Network Working Group M. Nottingham
Internet-Draft Fastly
Updates: 7234 (if approved) September 28, 2017
Intended status: Standards Track
Expires: April 1, 2018

HTTP Variants
draft-nottingham-variants-00

Abstract

This specification introduces the HTTP Variants response header field to communicate what representations are available for a given resource.

Note to Readers

RFC EDITOR: please remove this section before publication

The issues list for this draft can be found at https://github.com/mnot/I-D/labels/variant.

The most recent (often, unpublished) draft is at https://mnot.github.io/I-D/variant/.

Recent changes are listed at https://github.com/mnot/I-D/commits/gh-pages/variant.
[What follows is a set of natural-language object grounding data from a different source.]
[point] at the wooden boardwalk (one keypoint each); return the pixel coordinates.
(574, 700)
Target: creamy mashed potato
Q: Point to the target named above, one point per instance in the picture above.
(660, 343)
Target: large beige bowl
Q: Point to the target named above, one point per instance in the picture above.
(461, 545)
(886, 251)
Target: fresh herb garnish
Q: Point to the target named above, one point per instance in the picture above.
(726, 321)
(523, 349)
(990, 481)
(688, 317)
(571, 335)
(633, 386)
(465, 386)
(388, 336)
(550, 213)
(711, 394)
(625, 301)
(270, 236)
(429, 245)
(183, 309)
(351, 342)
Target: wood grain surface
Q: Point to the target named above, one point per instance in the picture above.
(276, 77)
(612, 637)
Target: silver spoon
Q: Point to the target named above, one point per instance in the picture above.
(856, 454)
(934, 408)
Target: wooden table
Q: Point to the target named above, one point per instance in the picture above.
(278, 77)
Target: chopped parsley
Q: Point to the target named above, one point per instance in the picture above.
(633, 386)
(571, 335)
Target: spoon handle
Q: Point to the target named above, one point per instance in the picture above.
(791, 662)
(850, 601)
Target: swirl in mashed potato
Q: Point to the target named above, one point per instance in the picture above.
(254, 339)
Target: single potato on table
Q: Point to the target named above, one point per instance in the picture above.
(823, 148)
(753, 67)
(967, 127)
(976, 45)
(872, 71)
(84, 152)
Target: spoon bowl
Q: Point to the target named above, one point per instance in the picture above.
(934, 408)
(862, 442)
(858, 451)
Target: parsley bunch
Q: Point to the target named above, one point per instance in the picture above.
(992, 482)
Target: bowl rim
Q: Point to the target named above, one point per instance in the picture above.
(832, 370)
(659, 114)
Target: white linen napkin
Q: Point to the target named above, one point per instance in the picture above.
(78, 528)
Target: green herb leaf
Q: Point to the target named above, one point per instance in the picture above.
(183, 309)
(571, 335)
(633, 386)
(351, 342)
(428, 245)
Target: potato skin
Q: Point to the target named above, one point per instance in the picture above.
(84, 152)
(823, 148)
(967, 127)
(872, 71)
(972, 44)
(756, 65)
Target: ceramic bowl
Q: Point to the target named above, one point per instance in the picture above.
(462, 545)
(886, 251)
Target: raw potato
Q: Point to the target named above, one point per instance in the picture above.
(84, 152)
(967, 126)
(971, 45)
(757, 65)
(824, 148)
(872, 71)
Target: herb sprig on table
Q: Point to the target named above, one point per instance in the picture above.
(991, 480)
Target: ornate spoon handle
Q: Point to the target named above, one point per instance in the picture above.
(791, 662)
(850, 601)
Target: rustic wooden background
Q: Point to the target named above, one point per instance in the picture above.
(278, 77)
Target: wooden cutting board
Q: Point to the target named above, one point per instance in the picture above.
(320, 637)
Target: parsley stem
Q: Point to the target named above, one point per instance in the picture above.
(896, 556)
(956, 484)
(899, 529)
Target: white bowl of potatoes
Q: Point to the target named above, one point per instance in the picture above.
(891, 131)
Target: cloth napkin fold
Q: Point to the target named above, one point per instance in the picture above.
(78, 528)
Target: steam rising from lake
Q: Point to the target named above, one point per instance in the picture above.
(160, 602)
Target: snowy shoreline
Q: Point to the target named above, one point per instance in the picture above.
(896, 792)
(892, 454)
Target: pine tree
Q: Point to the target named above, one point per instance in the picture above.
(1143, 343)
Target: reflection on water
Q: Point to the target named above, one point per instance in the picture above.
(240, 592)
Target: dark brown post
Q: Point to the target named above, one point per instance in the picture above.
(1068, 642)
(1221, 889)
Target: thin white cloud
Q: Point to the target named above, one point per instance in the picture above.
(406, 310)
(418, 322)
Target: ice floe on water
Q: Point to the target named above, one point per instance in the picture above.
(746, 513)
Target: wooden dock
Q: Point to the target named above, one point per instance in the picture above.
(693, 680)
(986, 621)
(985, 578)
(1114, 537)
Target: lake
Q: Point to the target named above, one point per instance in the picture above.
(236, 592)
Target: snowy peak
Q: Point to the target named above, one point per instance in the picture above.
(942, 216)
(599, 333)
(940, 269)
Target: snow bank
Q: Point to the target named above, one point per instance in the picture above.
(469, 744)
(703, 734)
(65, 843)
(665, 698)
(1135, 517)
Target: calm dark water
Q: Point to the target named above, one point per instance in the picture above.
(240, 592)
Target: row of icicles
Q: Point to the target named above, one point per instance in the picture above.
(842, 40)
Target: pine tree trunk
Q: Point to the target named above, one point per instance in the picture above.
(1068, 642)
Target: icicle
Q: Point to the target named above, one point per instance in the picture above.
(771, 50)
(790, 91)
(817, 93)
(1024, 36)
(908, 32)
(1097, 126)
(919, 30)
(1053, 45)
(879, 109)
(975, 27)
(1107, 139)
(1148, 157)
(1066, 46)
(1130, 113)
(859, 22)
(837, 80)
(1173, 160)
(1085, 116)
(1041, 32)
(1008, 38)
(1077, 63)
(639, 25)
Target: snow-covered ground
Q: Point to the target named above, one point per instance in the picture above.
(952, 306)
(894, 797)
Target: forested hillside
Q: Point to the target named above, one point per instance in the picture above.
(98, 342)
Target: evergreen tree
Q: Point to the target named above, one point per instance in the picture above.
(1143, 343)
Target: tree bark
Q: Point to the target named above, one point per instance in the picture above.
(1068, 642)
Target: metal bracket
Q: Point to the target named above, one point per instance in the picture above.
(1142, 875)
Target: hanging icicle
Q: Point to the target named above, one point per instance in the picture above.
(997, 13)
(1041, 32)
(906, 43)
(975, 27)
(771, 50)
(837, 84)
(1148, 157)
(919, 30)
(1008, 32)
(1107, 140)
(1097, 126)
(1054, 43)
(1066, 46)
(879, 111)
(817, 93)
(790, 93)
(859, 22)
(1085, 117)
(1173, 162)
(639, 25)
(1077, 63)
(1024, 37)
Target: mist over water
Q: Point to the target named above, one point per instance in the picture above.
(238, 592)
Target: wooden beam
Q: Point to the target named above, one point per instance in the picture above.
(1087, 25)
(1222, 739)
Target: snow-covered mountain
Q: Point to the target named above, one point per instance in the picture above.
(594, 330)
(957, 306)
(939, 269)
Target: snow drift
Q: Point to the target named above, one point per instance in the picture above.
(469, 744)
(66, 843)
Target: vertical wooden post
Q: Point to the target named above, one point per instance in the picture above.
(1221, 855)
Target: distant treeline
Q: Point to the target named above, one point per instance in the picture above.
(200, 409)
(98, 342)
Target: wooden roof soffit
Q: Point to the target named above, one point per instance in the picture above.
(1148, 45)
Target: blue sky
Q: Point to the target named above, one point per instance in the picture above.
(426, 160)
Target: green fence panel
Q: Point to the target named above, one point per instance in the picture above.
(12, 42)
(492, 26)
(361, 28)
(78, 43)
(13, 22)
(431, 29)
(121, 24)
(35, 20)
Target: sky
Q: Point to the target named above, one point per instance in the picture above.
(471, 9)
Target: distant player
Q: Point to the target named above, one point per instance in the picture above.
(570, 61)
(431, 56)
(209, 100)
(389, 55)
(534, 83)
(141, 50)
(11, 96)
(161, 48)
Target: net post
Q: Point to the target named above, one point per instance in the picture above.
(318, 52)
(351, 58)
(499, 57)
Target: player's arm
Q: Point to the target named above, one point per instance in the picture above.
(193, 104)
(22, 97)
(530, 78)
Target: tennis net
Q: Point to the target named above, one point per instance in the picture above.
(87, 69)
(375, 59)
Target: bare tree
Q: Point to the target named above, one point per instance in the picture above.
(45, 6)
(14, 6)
See also the draft’s current status in the IETF datatracker, at https://datatracker.ietf.org/doc/draft-nottingham-variant/.

Status of This Memo

This Internet-Draft is submitted in full conformance with the provisions of BCP 78 and BCP 79.

Internet-Drafts are working documents of the Internet Engineering Task Force (IETF). Note that other groups may also distribute working documents as Internet-Drafts. The list of current Internet-Drafts is at https://datatracker.ietf.org/drafts/current/.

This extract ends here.